Itulah perbedaan sederhananya. Imunoterapi membangun kembali semangat juang sistem imun tubuh kita sehingga mampu mencari, mengenali, dan mengendalikan sel kanker. Dampaknya dahsyat. Batalion Sel T, tentara imunitas kita, akan terus-menerus meronda ke seluruh tubuh.
Laman www.kalahkankanker.com bisa jadi rujukan terkait kanker di tanah air. O ya, imunoterapi kanker juga sudah ada dan berkembang di Indonesia. Tentu saja hal itu kabar gembira. Para penyintas kanker di Indonesia bagai melihat cercah cahaya menembus dinding "putus asa" sehingga hati kecil mereka meyakini bahwa "masih ada harapan".
Superhero Baru Itu Mahal?
Kisah keberhasilan Jimmy Carter melawan kanker tentu saja memantik semangat. Tidak lama, Carter hanya butuh tiga bulan masa terapi. Dengan kata lain, harapan sembuh itu masih atau selalu ada. Bahkan autobiografi Carter kemudian menerima Grammy Award pada 2016. Kisah yang "berakhir bahagia".
Akan tetapi, patut dicamkan bahwa tidak semua penyintas kanker sama nasibnya seperti Jimmy Carter. Bagaimanapun, Carter itu mantan presiden. Tidak tanggung-tanggung, mantan presiden Amerika Serikat yang kita kenal sebagai negara adidaya dan adikuasa.
Penyintas kanker di Indonesia tidak semuanya kaya. Itulah titik krusialnya. Biaya. Jika biaya berobat per tiga minggu kita taksir kira-kira Rp30 juta, biaya itu tampak cetek bagi orang kaya, tetapi sangat mahal bagi orang miskin.
Lebih memilukan lagi, imunoterapi kanker tidak termasuk dalam daftar tanggungan Badan Penyelenggara BPJS.Â
Apabila Badan Penyelenggara BPJS bersikukuh tetap tidak menanggung imunoterapi kanker, alamat rakyat miskin menggigit jari. Seperti bermimpi melihat "harapan manis", padahal yang ada justru "kenyataan pahit".
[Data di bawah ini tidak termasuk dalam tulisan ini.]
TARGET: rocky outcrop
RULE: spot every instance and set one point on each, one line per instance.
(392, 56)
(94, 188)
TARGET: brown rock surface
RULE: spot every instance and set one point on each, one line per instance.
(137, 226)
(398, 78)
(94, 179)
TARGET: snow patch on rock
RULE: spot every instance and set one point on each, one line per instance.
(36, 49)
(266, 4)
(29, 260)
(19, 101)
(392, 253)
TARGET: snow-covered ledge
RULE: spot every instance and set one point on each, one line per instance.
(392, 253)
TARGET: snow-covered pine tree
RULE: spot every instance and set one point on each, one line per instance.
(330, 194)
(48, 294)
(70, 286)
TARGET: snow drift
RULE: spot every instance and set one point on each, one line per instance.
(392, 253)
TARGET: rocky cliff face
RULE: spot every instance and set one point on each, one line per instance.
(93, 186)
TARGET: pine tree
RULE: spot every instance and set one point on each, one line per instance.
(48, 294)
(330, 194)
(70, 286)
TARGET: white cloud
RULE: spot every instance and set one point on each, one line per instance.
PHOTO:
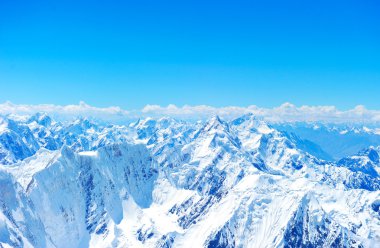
(63, 111)
(287, 112)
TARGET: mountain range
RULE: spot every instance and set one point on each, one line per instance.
(174, 183)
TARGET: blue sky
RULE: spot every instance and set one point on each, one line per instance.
(219, 53)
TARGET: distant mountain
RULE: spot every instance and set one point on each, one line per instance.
(171, 183)
(333, 141)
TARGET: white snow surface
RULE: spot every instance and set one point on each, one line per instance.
(170, 183)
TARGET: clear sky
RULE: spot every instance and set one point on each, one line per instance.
(220, 53)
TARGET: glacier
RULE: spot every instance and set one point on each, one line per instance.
(163, 182)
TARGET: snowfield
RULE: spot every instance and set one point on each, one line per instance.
(172, 183)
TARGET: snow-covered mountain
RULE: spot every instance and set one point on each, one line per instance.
(172, 183)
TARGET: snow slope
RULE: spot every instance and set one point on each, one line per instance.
(170, 183)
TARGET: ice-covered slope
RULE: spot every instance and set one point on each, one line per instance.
(170, 183)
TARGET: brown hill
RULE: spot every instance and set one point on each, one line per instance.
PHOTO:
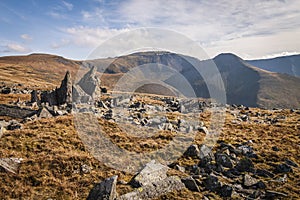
(36, 70)
(244, 83)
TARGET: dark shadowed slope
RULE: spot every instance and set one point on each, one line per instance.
(244, 83)
(285, 65)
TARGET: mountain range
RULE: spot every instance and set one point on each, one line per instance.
(267, 83)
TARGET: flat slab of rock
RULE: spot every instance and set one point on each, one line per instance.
(154, 190)
(190, 184)
(104, 190)
(152, 172)
(249, 180)
(10, 164)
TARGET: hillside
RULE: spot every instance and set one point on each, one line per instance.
(286, 64)
(244, 83)
(36, 70)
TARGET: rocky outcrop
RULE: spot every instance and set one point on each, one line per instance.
(104, 190)
(15, 112)
(61, 95)
(90, 83)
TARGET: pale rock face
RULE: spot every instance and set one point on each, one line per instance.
(90, 83)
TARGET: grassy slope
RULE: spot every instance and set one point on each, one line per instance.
(52, 151)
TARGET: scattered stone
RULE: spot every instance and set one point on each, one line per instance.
(179, 168)
(274, 148)
(224, 160)
(192, 151)
(283, 168)
(190, 184)
(245, 165)
(85, 169)
(203, 129)
(205, 151)
(154, 190)
(152, 172)
(212, 183)
(10, 164)
(104, 190)
(225, 191)
(13, 124)
(44, 113)
(272, 194)
(90, 83)
(291, 163)
(249, 180)
(263, 173)
(61, 95)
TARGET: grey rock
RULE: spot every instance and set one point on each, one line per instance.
(13, 124)
(212, 183)
(291, 163)
(152, 172)
(223, 159)
(249, 180)
(44, 113)
(106, 190)
(245, 165)
(61, 95)
(203, 129)
(190, 184)
(154, 190)
(90, 83)
(205, 151)
(85, 169)
(10, 164)
(283, 168)
(179, 168)
(264, 173)
(192, 151)
(272, 194)
(34, 96)
(225, 191)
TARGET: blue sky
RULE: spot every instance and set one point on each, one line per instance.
(250, 29)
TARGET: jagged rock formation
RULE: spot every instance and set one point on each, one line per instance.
(90, 83)
(61, 95)
(84, 91)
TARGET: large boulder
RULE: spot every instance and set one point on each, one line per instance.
(90, 83)
(155, 189)
(152, 172)
(60, 95)
(104, 190)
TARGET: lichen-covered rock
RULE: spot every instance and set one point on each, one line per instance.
(106, 190)
(90, 83)
(152, 172)
(155, 189)
(190, 184)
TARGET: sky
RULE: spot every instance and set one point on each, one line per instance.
(74, 28)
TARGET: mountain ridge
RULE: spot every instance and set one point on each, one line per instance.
(244, 83)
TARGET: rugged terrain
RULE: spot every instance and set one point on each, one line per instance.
(43, 155)
(245, 84)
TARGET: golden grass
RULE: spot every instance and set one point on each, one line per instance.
(53, 153)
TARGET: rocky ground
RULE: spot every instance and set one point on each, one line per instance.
(256, 155)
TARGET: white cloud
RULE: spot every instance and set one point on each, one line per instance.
(222, 22)
(14, 47)
(91, 37)
(69, 6)
(62, 43)
(26, 37)
(248, 28)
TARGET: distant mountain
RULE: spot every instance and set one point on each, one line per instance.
(285, 64)
(36, 70)
(244, 83)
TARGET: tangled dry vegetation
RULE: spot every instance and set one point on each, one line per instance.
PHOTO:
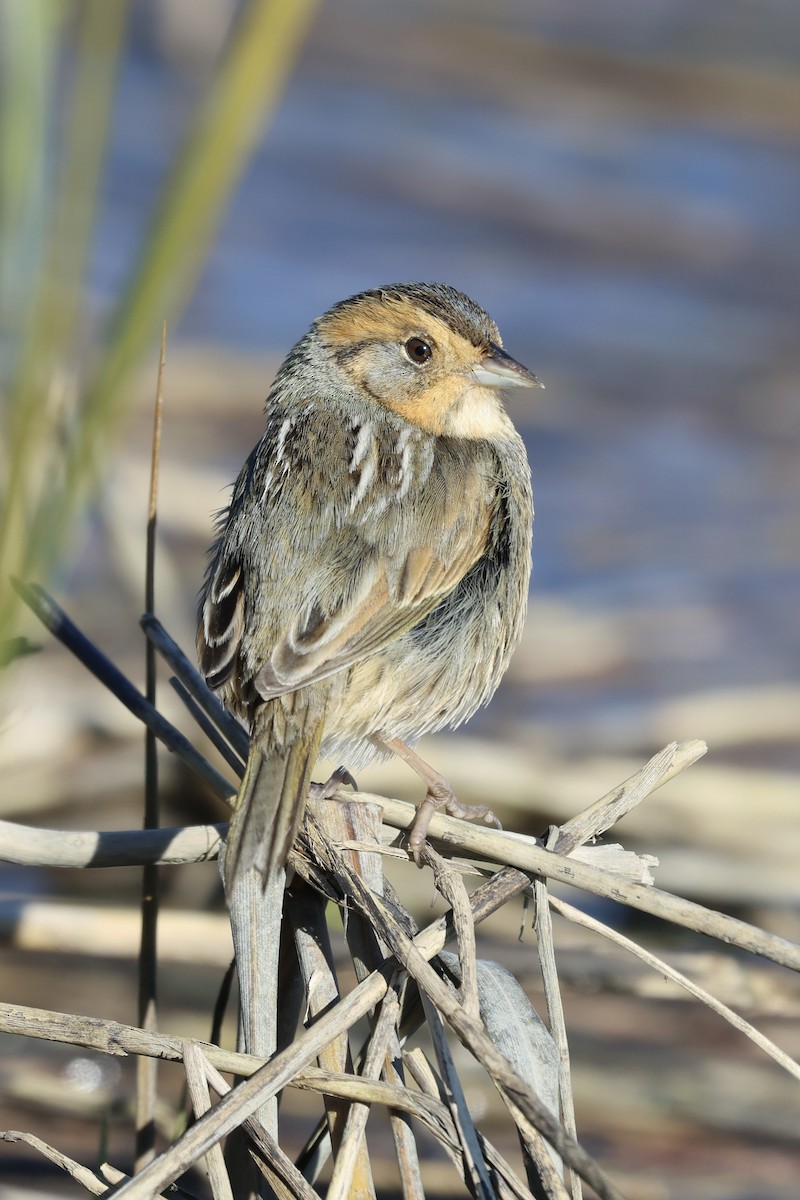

Tetap saja ada harapan. Siapa tahu hati para petinggi negara dan penyelenggara BPJS tiba-tiba terketuk dan jatuh iba, lalu mencantumkan imunoterapi kanker sebagai tanggungan BPJS. Jika itu terjadi, harapan manis atas keberadaan superhero baru bernama imunoterapi kanker akan menjadi kenyataan manis bagi rakyat miskin.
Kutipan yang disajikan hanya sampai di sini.